Le style preppy connaît un véritable regain d'intérêt. Polos, blazers, mocassins et pulls sur les épaules s’affichent dans les rues des grandes capitales. Une esthétique qui séduit une nouvelle génération, débarrassée de la rigidité originelle.

Une façon d’élever sa tenue

Sidonie, jeune femme de 24 ans travaillant dans la finance, l’affirme : « je peux me dire, ma tenue est plate, je mets un pull sur mes épaules pour la rendre plus chic ». Un geste simple qui transforme un look basique en tenue travaillée. L’alternative du pull noué à la taille, elle, semble dépassée.

La praticité relative de ce geste ne suffit pas à expliquer sa persistance. Le pull autour des épaules est devenu un accessoire à part entière. Il structure la silhouette, apporte une touche de couleur ou de matière.

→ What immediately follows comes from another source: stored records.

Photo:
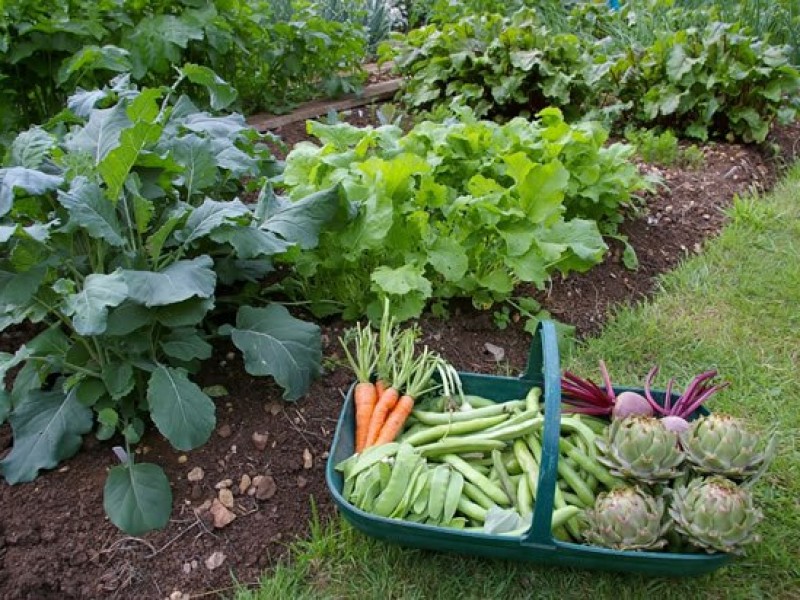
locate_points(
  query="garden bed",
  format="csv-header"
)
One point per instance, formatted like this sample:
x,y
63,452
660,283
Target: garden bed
x,y
56,542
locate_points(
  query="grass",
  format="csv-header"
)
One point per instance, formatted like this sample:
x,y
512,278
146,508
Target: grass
x,y
734,308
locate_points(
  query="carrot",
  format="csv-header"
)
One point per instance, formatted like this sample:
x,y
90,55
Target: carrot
x,y
395,421
362,361
419,377
385,404
365,399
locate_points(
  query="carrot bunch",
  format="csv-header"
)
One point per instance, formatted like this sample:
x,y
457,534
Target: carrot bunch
x,y
382,408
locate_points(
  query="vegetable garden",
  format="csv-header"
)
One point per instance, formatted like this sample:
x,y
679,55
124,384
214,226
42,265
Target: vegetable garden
x,y
174,284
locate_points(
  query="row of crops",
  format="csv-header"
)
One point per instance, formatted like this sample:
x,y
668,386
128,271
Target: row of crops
x,y
140,216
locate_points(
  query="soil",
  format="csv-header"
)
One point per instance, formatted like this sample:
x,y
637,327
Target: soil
x,y
55,541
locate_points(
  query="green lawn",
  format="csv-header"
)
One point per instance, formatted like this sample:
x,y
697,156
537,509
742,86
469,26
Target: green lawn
x,y
735,308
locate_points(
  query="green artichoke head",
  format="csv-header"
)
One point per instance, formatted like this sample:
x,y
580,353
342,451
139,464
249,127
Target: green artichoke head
x,y
715,514
642,449
626,519
724,445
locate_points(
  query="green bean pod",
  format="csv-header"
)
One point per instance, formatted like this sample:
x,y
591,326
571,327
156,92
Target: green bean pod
x,y
437,432
455,488
445,418
460,445
439,481
492,490
471,510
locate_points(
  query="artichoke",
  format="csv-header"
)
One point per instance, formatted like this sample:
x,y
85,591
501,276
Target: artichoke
x,y
641,448
626,519
715,514
723,445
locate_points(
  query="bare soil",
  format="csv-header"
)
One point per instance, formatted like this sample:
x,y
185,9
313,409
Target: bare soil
x,y
55,541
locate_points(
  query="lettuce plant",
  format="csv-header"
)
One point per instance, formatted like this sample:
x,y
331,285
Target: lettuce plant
x,y
119,223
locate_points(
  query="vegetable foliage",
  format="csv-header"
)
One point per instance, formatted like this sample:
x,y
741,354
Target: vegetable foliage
x,y
118,225
467,208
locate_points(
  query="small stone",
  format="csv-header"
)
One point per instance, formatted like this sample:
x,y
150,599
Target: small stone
x,y
215,560
222,516
265,487
260,440
226,497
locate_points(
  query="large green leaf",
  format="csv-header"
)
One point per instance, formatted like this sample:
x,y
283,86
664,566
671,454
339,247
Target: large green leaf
x,y
300,222
89,306
274,343
179,281
89,209
221,93
101,134
137,498
30,148
47,429
186,345
197,157
179,408
116,166
207,217
32,181
92,58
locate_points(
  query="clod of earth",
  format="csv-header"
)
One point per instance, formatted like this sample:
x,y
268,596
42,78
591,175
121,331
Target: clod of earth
x,y
222,516
260,440
215,560
265,487
226,498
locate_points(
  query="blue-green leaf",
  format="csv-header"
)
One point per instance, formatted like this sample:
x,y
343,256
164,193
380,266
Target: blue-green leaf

Et il continue de raconter quelque chose de celui qui le porte, même malgré lui.

Alors que les soirées d’été se rafraîchissent, cette pratique devrait encore faire parler d’elle. Sur les plages de La Baule, dans les rues de Bordeaux ou aux abords des églises versaillaises. Le pull noué reste un marqueur indémodable, entre héritage et réinvention.